There are several issues at stake when it comes to the Keystone XL pipeline. The oil that is to be transported for refinement comes from oil sands. Crude oil sand pollutes much more than conventional crude oil due to the additional energy required for the extracting process. However, research done by the Department of State shows that, if the pipeline is not built, significant amounts of the oil will be shipped by train. According to the Department of State, oil transported by rail will be more likely to cause environmental damage due to higher chances of spills.
Environmental safety is paramount, but as a society we should not discount the potential economic growth that could come from the pipeline. Projections have shown that nearly 20,000 jobs could be created in the construction of Keystone XL, and nearly seven billion dollars would be spent on the project. Without Keystone XL, the added expense of shipping the oil sands by train would not make it competitive against conventional crude oil. The influx of oil would help both Canadian and American economies.
If environmental and economic effects are not enough to think about, then consider the political effects of the Keystone XL. The Organization of the Petroleum Exporting Countries (OPEC) has controlled oil prices for a long time.

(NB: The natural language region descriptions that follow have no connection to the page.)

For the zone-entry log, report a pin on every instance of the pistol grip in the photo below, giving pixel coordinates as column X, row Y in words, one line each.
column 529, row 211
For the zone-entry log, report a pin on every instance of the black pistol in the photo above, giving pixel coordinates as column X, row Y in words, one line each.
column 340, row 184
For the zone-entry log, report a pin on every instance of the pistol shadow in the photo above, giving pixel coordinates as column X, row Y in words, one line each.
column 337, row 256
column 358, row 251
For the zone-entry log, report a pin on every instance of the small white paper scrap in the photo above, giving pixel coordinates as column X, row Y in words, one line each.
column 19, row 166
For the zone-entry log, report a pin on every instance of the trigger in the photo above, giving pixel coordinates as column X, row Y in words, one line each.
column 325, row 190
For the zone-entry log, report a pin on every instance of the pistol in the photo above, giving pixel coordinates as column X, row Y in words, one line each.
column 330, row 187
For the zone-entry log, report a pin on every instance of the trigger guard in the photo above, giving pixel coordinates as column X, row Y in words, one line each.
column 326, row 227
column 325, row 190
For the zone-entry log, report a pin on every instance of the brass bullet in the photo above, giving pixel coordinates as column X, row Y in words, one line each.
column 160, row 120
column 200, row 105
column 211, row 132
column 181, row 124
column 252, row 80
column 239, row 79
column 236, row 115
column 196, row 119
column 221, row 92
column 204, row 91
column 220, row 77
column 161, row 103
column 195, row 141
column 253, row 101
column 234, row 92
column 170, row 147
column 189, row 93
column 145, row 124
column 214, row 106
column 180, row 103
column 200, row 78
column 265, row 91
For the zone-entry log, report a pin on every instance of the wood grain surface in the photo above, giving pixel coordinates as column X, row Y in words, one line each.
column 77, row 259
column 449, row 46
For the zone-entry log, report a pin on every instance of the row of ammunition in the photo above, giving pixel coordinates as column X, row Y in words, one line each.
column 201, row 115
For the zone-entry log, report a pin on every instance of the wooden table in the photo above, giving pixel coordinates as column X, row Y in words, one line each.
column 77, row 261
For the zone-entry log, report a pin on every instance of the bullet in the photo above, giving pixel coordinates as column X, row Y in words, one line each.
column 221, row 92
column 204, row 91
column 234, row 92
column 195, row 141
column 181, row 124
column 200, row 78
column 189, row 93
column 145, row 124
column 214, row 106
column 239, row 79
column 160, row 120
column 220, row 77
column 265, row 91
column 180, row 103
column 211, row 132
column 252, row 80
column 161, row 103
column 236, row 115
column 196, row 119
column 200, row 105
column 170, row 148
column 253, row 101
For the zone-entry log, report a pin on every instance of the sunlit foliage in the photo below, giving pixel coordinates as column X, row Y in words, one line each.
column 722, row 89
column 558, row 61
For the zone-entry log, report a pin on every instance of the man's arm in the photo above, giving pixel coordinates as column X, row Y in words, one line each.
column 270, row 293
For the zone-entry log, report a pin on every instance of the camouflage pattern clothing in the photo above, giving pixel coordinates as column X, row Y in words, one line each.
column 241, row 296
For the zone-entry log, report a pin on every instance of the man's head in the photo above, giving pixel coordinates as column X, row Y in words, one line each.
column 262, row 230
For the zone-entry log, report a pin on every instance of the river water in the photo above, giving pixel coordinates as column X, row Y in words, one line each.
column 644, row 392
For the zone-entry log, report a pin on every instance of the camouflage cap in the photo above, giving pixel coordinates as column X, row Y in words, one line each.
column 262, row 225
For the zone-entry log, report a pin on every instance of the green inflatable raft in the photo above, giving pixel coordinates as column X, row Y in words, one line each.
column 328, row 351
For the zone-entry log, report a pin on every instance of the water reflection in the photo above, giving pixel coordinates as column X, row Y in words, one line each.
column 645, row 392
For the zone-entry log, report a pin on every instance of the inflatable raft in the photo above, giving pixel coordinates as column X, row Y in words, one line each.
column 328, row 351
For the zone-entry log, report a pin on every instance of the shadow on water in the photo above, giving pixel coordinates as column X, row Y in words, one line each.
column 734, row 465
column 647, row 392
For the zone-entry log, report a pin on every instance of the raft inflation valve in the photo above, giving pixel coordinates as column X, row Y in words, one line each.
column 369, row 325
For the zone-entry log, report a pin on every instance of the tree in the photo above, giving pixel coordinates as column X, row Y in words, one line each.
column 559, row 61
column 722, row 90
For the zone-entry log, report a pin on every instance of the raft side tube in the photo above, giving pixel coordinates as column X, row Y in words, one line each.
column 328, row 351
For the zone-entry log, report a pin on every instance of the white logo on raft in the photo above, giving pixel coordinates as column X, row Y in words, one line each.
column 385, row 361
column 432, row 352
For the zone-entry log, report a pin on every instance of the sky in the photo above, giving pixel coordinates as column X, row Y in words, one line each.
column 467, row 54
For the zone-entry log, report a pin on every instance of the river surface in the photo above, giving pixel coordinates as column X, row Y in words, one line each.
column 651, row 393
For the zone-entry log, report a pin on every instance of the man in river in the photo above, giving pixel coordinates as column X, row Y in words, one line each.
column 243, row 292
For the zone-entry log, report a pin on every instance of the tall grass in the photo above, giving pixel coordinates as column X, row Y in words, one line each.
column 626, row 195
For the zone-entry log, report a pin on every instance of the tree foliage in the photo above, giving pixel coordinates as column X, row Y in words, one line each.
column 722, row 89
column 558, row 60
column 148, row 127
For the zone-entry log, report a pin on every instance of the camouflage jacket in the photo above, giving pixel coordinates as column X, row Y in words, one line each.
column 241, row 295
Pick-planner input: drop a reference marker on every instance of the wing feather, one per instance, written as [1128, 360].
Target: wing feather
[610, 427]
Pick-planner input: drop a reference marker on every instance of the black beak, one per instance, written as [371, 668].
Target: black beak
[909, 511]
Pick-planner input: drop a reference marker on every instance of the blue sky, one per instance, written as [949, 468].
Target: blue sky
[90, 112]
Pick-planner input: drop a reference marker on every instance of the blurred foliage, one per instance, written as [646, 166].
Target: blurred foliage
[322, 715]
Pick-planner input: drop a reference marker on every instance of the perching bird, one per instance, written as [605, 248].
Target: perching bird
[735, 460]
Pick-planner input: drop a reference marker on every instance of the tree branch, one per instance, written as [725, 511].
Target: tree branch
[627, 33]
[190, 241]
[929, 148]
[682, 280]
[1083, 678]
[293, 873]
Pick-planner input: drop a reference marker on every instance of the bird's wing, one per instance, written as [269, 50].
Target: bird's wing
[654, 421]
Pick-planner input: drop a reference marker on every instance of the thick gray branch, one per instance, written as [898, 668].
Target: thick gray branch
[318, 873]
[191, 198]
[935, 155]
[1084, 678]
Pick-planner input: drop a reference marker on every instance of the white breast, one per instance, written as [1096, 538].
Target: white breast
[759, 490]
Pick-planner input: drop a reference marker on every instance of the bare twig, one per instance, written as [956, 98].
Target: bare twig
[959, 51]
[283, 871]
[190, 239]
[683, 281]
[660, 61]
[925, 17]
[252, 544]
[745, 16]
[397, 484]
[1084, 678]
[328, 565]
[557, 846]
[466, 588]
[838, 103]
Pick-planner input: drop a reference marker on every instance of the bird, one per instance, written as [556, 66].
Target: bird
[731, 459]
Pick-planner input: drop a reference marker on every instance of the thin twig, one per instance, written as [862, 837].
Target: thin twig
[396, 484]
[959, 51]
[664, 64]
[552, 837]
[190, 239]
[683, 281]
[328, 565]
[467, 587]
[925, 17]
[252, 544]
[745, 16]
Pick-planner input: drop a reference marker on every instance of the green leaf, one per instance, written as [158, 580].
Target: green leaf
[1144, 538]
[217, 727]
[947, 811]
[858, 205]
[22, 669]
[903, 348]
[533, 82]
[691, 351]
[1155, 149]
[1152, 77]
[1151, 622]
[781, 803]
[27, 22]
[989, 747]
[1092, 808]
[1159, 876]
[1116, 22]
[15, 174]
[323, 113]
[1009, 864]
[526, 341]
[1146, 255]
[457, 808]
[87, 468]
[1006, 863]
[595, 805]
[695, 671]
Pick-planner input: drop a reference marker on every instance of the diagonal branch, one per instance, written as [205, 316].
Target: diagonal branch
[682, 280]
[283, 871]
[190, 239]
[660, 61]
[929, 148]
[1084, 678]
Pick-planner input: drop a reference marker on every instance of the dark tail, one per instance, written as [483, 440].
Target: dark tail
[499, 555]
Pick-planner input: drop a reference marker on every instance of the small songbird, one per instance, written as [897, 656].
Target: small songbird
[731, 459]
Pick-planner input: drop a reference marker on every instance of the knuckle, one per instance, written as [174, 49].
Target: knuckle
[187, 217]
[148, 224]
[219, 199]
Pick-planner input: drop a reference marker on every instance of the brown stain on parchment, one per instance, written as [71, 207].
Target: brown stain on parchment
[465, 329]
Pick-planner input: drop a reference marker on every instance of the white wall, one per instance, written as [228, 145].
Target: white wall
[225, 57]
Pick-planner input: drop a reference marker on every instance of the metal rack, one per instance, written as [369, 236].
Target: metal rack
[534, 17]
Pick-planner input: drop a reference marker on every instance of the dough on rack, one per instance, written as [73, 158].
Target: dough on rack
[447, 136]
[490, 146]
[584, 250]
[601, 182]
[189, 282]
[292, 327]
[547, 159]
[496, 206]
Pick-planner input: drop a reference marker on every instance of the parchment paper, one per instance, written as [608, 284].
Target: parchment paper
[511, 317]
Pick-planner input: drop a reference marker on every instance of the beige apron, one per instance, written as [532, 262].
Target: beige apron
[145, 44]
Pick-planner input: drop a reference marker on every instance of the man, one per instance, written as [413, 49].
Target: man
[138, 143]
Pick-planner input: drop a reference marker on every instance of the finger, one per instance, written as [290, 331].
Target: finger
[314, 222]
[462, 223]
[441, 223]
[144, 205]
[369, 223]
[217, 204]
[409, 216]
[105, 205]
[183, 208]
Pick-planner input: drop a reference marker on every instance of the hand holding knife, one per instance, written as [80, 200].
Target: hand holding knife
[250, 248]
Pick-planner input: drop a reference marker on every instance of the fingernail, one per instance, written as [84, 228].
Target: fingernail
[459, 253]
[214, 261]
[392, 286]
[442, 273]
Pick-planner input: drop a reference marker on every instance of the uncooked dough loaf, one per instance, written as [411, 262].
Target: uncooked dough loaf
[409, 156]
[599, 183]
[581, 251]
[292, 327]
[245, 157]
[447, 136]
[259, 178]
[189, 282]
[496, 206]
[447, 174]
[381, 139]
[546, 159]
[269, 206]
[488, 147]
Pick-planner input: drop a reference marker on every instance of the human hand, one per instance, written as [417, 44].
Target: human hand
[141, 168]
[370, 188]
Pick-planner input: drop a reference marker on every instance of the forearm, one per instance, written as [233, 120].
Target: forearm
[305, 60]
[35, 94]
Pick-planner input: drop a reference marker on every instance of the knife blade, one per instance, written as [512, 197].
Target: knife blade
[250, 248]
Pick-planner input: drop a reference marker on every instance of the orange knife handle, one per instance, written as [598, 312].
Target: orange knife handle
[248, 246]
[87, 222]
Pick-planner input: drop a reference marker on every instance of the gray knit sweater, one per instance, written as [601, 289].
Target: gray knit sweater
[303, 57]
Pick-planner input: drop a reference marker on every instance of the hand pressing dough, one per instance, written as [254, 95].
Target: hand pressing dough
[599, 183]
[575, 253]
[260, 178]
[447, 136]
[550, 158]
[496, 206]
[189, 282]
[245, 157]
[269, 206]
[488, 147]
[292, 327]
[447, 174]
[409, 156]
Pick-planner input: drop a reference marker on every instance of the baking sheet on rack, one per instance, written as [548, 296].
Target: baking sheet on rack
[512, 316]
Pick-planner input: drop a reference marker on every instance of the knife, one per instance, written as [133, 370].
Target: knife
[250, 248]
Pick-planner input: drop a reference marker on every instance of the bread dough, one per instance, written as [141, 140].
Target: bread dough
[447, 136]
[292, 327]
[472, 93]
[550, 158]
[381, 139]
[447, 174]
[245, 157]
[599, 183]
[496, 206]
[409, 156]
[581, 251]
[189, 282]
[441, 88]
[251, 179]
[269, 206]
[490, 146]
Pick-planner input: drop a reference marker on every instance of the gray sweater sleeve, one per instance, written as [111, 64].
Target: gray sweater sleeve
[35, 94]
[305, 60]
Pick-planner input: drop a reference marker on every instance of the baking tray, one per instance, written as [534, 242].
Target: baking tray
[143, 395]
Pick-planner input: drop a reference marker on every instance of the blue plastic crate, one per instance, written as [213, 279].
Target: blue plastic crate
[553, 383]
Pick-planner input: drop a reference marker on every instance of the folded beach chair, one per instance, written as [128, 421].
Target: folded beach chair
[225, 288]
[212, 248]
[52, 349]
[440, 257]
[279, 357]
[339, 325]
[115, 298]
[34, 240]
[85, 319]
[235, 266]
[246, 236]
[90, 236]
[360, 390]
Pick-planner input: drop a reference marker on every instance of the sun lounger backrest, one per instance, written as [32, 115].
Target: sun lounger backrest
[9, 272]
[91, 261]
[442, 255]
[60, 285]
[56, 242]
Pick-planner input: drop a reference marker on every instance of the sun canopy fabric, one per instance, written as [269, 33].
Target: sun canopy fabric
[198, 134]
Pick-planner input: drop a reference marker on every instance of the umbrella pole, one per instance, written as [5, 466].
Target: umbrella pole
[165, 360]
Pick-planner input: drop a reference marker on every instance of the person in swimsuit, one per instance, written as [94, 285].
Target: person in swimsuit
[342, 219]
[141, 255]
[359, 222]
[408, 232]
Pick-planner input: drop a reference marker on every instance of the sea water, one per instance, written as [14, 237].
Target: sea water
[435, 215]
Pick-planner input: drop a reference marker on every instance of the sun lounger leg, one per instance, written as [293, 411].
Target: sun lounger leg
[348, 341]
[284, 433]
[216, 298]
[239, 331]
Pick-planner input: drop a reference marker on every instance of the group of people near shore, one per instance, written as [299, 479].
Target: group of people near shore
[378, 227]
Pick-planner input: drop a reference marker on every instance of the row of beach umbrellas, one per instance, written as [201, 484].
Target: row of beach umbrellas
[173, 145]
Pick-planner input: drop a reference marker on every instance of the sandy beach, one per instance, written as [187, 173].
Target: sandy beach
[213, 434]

Though their primary purpose is to sell oil, they have significant political power in their ability to sway oil prices so drastically.
Currently, OPEC is competing against US production by maintaining oil prices below $50 per barrel. By purchasing more oil from Canada, the U.S. can further cut out Saudi Arabia and other OPEC countries that may not share all of its political interests. Over the past five years, the U.S. has slowly declined its purchase of oil from OPEC. With the Keystone XL, the number of barrels per day that the U.S. purchases from OPEC countries could decrease even more.
As oil prices continue to fall, it is possible that OPEC, Russia and Iran may lose political power as one of their main bargaining chips is further devalued.
I personally support the construction of the pipeline, as the positive economic effects seem to outweigh potential environmental hazards. There are a lot of things to consider when it comes to the Keystone XL pipeline. A majority of Americans are in support of its construction, but there are still a large number of those who object.
Regardless of the side we end up on, before we decry the Keystone XL project as dangerous, we should look at the available data and make an informed decision.